Folk tale
- Name: The Little Peasant
- Aarne–Thompson grouping: ATU 1535, ATU 1737
- Country: Germany
- Published in: Grimms' Fairy Tales

= The Little Peasant =

German fairy tale

"The Little Peasant" is a German fairy tale collected by the Brothers Grimm in Grimm's Fairy Tales, number 61.

It follows the Aarne-Thompson Index type 1535, The Rich Peasant and the Poor Peasant, and includes an episode of type 1737, Trading Places with the Trickster in a Sack. Other tales of this type include the Norwegian Big Peter and Little Peter from Norske Folkeeventyr collected by Peter Christen Asbjørnsen and Jørgen Moe, the Latin Versus de unibove, and Little Claus and Big Claus by Hans Christian Andersen.

==Synopsis==
A poor peasant and his wife had not even a cow. They had a woodworker make them a calf of wood and brought it to the pasture. When the cowherd returned without it, they found it had been stolen and took him to court for his carelessness, and the judge made him give them a cow. They had nothing to feed it and so had to kill it. The peasant took the hide to town to sell. He found a raven with broken wings and wrapped it in the hide. Weather grew bad and he took shelter in a mill, where the miller's wife gave him some bread and cheese. Then the parson arrived, and because her husband was away, he and the wife had a feast. Her husband returned, and the wife hid the parson and the food. The peasant pretended that the hide was a soothsayer and made the raven croak. He told the miller where the food was hidden, and after they had eaten, that the Devil was in the parson's hiding place. The parson fled, and the miller gave the peasant 300 thalers.

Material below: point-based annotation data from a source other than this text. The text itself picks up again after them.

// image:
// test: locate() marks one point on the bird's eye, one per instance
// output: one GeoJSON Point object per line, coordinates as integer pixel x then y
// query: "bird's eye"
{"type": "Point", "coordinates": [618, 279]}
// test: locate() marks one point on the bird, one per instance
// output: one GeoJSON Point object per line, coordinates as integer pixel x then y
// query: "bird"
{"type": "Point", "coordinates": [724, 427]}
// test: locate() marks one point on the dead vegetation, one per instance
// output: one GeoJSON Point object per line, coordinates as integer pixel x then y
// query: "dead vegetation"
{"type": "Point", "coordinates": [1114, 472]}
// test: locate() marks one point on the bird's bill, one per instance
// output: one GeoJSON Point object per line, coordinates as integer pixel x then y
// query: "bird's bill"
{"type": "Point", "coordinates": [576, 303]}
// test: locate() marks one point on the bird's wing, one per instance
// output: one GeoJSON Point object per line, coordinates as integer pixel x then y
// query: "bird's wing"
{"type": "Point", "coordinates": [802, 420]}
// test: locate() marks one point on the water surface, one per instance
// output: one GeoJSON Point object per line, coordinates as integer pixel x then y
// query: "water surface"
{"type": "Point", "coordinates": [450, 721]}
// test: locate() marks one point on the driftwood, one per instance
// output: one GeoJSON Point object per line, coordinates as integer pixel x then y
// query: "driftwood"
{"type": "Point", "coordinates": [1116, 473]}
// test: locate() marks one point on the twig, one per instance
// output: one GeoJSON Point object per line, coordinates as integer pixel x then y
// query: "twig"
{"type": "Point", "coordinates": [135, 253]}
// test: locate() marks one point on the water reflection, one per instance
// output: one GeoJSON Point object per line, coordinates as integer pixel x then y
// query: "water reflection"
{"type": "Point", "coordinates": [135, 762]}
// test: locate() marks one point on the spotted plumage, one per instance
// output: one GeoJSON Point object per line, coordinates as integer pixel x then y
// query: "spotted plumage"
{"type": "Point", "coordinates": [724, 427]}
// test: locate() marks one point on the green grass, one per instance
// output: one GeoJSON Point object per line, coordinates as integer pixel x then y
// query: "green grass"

Being rich now, he was brought before the mayor to account for his wealth; he said he had sold the hide. Others killed their cows but could not get much for them. They sentenced him to be rolled into the river in a barrel filled with holes. A shepherd came along, and the peasant declared that he would not do it, and explained that they were trying to force him to be mayor. The shepherd changed places with him, the peasant took his sheep, and they drowned the shepherd. Seeing him with the sheep later, they asked where he had acquired them, and he said they were in the river. Everyone jumped into the river and drowned, and the peasant was their sole heir and became rich.

== Adaptations ==
- Anne Sexton wrote an adaptation as a poem called "The Little Peasant" in her collection Transformations (1971), a book in which she re-envisions sixteen of the Grimm's Fairy tales.